The 2016 Q1 survey was conducted between 22 February 2016 and 11 March 2016.
- UK banks and building societies reported that their total funding volumes had increased significantly in the three months to mid-March 2016. Within the total, lenders reported that retail deposit funding had stayed unchanged, while ‘other’ funding, which includes wholesale debt funding and wholesale deposits, had increased significantly. Lenders expected total funding volumes to increase slightly in 2016 Q2.
- Spreads — relative to appropriate reference rates — on ‘other’ funding were reported to have increased in 2016 Q1, and were expected to increase again next quarter. Lenders reported that spreads on retail deposits had narrowed significantly, and expected them to be unchanged in 2016 Q2.
- Lenders reported that the supply of deposits from households had pushed up the volume of deposits raised slightly in 2016 Q1, but was expected to be unchanged in Q2. The supply of deposits from private non-financial corporations was unchanged in Q1, and was expected to be unchanged in Q2 also.
- The proportion of wholesale market funding accounted for by long-term instruments increased significantly in Q1, with regulatory drivers, as well as price and non-price terms, contributing to lenders’ demand for long-term wholesale funding.
The proportion of long-term instruments was anticipated to increase significantly once more in Q2.
- Investor demand for wholesale debt fell significantly in 2016 Q1 for the first time since the survey began in 2012 Q4.

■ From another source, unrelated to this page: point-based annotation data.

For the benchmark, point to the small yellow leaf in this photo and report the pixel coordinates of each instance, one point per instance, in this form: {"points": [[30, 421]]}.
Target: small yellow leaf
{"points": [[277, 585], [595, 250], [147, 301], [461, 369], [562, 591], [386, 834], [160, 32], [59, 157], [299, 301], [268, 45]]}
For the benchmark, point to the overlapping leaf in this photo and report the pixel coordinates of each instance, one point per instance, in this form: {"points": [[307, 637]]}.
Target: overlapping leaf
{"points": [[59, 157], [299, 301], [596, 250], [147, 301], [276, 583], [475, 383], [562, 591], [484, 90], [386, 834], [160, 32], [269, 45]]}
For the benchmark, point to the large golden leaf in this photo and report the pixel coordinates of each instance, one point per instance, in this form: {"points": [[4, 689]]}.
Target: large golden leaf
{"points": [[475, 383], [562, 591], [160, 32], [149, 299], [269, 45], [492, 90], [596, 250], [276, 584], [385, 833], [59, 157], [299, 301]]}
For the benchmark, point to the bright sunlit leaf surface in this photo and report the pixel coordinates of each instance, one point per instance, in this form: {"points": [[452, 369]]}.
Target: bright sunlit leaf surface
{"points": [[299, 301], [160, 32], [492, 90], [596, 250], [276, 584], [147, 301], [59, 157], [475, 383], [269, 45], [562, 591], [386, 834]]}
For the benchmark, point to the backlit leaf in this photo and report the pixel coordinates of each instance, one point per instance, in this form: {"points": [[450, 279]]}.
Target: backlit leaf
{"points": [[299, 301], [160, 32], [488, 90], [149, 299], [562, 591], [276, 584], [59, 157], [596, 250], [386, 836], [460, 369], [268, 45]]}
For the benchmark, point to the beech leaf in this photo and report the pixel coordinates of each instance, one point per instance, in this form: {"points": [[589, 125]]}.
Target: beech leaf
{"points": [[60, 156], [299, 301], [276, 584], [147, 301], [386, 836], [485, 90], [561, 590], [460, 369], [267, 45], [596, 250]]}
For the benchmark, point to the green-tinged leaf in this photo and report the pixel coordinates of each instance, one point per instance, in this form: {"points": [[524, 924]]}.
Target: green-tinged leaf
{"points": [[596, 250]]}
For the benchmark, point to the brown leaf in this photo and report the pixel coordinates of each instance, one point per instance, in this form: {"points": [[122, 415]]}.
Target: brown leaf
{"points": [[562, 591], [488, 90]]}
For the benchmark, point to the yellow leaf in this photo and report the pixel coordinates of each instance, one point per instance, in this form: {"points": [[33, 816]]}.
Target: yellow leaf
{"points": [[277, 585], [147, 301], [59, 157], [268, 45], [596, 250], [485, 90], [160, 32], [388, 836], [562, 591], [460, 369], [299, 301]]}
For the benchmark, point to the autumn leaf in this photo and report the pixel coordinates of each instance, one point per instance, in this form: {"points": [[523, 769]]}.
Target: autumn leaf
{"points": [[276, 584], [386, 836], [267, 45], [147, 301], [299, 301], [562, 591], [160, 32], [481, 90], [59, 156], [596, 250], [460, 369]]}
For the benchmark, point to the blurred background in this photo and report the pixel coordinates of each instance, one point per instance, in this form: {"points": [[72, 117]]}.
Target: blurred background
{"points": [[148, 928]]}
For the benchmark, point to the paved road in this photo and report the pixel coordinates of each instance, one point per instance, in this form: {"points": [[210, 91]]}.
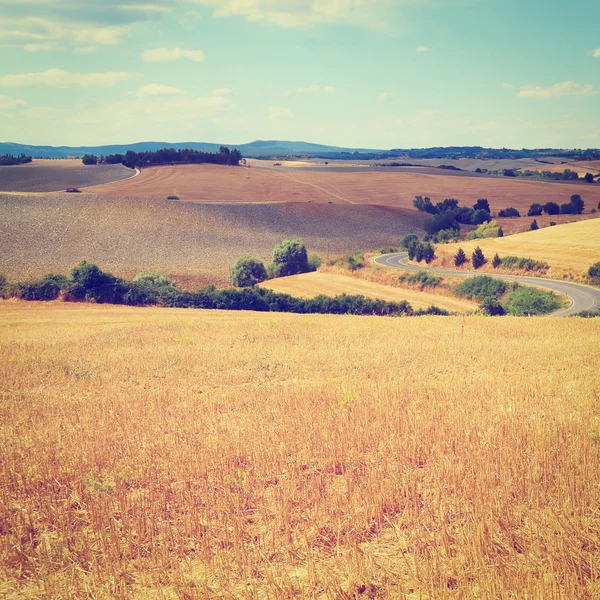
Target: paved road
{"points": [[583, 297]]}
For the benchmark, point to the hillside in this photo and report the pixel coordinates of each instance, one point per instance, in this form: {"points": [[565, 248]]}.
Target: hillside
{"points": [[197, 454]]}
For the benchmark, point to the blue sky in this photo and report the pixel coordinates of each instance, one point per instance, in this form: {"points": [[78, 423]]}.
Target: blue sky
{"points": [[359, 73]]}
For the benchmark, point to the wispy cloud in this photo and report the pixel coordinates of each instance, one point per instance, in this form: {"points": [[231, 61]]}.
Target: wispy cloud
{"points": [[277, 113], [164, 54], [155, 89], [558, 90], [63, 79]]}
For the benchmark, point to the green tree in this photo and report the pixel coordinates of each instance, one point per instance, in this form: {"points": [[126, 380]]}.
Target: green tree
{"points": [[289, 258], [248, 271], [477, 259], [460, 258]]}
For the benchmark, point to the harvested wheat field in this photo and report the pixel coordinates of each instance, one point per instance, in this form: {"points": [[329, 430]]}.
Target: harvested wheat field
{"points": [[209, 183], [57, 175], [194, 243], [568, 249], [310, 285], [158, 453]]}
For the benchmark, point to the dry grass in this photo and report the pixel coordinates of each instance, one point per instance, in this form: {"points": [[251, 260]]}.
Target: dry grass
{"points": [[568, 249], [209, 183], [193, 243], [155, 453], [310, 285]]}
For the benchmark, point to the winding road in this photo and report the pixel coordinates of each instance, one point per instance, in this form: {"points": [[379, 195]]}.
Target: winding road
{"points": [[583, 297]]}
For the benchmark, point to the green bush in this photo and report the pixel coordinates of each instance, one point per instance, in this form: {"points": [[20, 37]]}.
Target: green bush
{"points": [[530, 301], [248, 271], [424, 279], [480, 287], [523, 264]]}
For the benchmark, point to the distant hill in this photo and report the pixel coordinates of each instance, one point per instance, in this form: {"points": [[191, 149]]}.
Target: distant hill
{"points": [[280, 149]]}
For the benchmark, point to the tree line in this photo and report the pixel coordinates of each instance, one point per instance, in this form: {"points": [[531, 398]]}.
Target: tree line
{"points": [[132, 160]]}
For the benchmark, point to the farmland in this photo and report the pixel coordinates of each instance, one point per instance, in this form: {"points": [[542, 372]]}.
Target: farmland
{"points": [[568, 249], [310, 285], [156, 453], [57, 175], [191, 242], [208, 183]]}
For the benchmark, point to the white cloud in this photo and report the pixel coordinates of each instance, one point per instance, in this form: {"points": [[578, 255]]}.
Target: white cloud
{"points": [[63, 79], [155, 89], [164, 54], [7, 103], [300, 13], [277, 113], [567, 88], [45, 47]]}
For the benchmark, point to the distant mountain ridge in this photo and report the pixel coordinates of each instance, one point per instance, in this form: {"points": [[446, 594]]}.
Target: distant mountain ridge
{"points": [[281, 148]]}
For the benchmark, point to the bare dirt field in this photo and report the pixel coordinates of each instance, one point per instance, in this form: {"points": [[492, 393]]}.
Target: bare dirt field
{"points": [[208, 183], [57, 175], [310, 285], [194, 243], [150, 453]]}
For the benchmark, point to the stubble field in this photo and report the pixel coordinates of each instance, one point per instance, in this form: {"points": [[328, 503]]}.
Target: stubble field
{"points": [[157, 453]]}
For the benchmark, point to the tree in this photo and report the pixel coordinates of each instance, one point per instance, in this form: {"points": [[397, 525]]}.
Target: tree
{"points": [[482, 204], [535, 210], [248, 271], [578, 203], [551, 208], [460, 258], [89, 159], [477, 259], [290, 258]]}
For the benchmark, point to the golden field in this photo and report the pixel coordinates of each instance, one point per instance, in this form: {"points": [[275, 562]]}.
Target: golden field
{"points": [[158, 454], [310, 285], [568, 249]]}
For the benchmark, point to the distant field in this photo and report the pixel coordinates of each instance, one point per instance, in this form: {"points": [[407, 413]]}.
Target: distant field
{"points": [[309, 285], [208, 183], [155, 453], [57, 175], [194, 243], [568, 249]]}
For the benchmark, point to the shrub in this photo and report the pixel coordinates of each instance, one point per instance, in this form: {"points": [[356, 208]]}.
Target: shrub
{"points": [[460, 258], [531, 301], [535, 210], [248, 271], [509, 212], [290, 258], [424, 279], [483, 286], [477, 259]]}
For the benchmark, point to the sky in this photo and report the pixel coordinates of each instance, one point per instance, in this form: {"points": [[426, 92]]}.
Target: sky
{"points": [[353, 73]]}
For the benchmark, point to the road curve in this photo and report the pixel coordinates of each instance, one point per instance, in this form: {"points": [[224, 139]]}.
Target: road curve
{"points": [[583, 297]]}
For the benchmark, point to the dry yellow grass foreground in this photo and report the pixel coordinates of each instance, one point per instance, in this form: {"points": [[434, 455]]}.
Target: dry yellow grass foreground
{"points": [[310, 285], [568, 249], [155, 453]]}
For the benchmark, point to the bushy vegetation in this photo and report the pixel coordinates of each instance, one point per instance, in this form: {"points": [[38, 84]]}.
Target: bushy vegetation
{"points": [[480, 287], [490, 229], [89, 283], [531, 301], [7, 160], [523, 264]]}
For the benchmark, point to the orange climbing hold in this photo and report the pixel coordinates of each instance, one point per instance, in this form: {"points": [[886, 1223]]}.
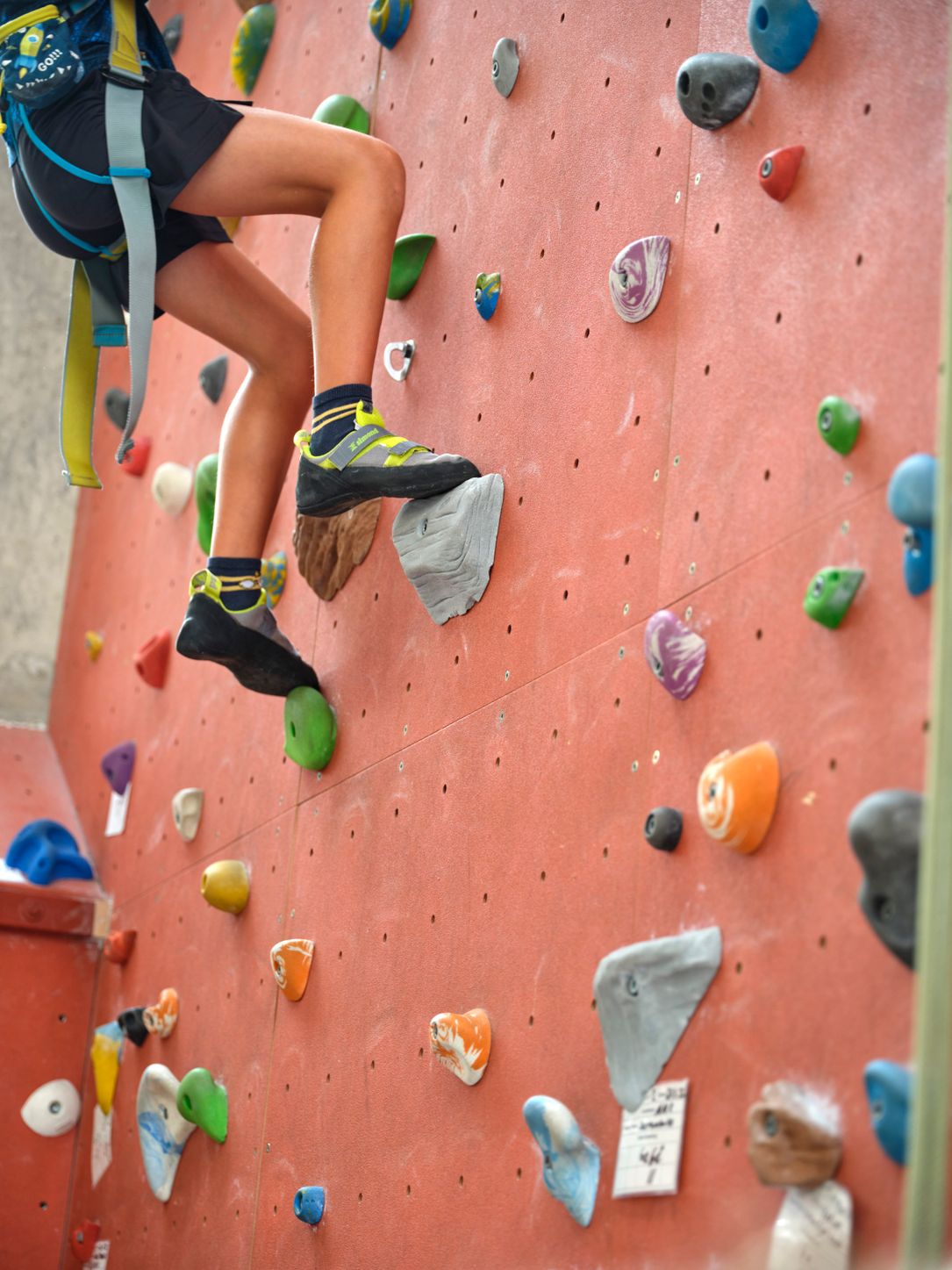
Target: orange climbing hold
{"points": [[736, 796], [153, 659]]}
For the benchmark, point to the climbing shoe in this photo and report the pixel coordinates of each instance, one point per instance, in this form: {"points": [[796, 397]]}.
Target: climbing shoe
{"points": [[247, 642], [372, 463]]}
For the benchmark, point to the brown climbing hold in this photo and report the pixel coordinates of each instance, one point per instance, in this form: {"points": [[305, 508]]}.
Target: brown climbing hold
{"points": [[792, 1137], [329, 549]]}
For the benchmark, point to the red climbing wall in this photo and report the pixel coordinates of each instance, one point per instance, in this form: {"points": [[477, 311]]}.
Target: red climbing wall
{"points": [[477, 836]]}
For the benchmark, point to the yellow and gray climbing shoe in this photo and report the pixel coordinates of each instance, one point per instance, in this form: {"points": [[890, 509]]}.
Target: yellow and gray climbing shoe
{"points": [[372, 463], [247, 642]]}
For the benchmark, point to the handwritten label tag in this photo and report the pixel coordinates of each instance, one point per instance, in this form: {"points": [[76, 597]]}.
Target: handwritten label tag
{"points": [[648, 1150], [814, 1230], [101, 1256], [118, 810], [102, 1152]]}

- Lenders reported that their total capital levels decreased in 2016 Q1, having increased in most quarters since the survey began. Capital levels are expected to remain unchanged in Q2. Lenders also reported that their average cost of capital increased significantly in 2016 Q1, but that was expected to decrease in Q2.
- Having pushed up lenders’ demand for capital in previous quarters, regulatory drivers were not reported to have affected lenders’ demand for capital in Q1. Changes in balance sheet size pushed up lenders’ demand for capital significantly, while changes in riskiness of assets decreased demand.
- Strategic decisions to change the mix of capital were reported to have pushed up the proportion of capital accounted for by Tier 1 and Tier 2 capital instruments, but market conditions, a changing economic outlook and, in particular, investor demand had pushed down.
- Lenders reported that the internal price charged to business units to fund the flow of new loans (the ‘transfer price’) increased in 2016 Q1, driven by significantly higher long-term wholesale funding spreads. Lenders reported that swaps or other reference rates had pushed ‘transfer prices’ downwards significantly. Lenders expected the ‘transfer price’ to be unchanged in 2016 Q2.